A smokey eye makeup look is the epitome of cool, and being a Gen Xer I guess it makes sense that I feel that way. Many of my heroes rocked a smokey eye in the 80s and 90s: Kim Gordon, Carine Roitfeld, Joan Jett, Shirley Manson, Siouxie Sioux, the list is long and grungy.
Sadly, in all of my 53 years I have never figured out how to create a smokey eye myself. Not that I tried. It seemed so intimidating and requiring multiple colors, brushes, and mysterious techniques. (Little did I know that Ms. Roitfeld’s secret for the perfect eye makeup is to sleep in it.)
So I was giddy to learn Brigitte Caille’s easy, 5-minues (or les!) method. Brigette was recently on The Mean Show podcast where we chatted about makeup, gray hair, and what it means to get older in 2022. I recommend checking it out! Or, if you just want to learn her smokey eye technique, keep on reading for the step-by-step process!
Smokey Eye Tutorial
1. Eye crayon
NYX Jumbo Eye Pencil, $5.50
2. Fluffy blending brush
3. Small blending brush (or us a Q-tip)
4. Eyelash Curler
1. Apply eye crayon color to eyelid in a half-moon shape, starting at your lash line and stopping before the crease.

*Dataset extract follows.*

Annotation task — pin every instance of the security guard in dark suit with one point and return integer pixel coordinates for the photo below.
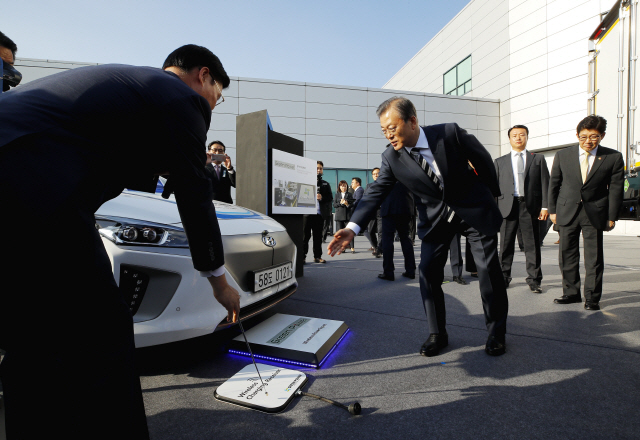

2. Using your fluffy brush, blend the arc of the half moon into your crease until there are no definite lines visible.
3. Apply eye crayon to your lower lash line, joining the color at the outer corner of your eyes.
4. Using the smaller, firmer brush (or Q-tip), blend the color along the bottom lash line so the color looks even and soft.
5. Curl eyelashes.
6. Apply mascara.
1. Make sure the color goes all the way to your upper lash line. If you notice any white space between your lashes and lid, try gently nuzzling the crayon right into your lashes so the color covers all of you visible lid.
2. If your eyes are hooded, you may need to blend the color up higher above your crease. Keep blending until you can see the makeup while looking straight ahead in the mirror.
3. For a more intense look, line the upper and lower water line (carefully!).
4. If you don’t already have a crayon you like, Brigette suggests testing before you buy to find one that’s compatible with your skin type. If you have oilier skin, you’ll do better with a crayon that goes on drier so the color doesn’t easily melt off. If your skin is dry, you might want a creamier crayon that contains more moisturizing ingredients, otherwise the color might set too quickly and you’ll have trouble blending.
5. Don’t worry about it looking perfect. It shouldn’t! It should be a casual, stress-free, 5-minute (or lesss!) application.
I really had no idea a smokey eye could be so easy. A big gigantic thank you to Brigette Caille for this tutorial!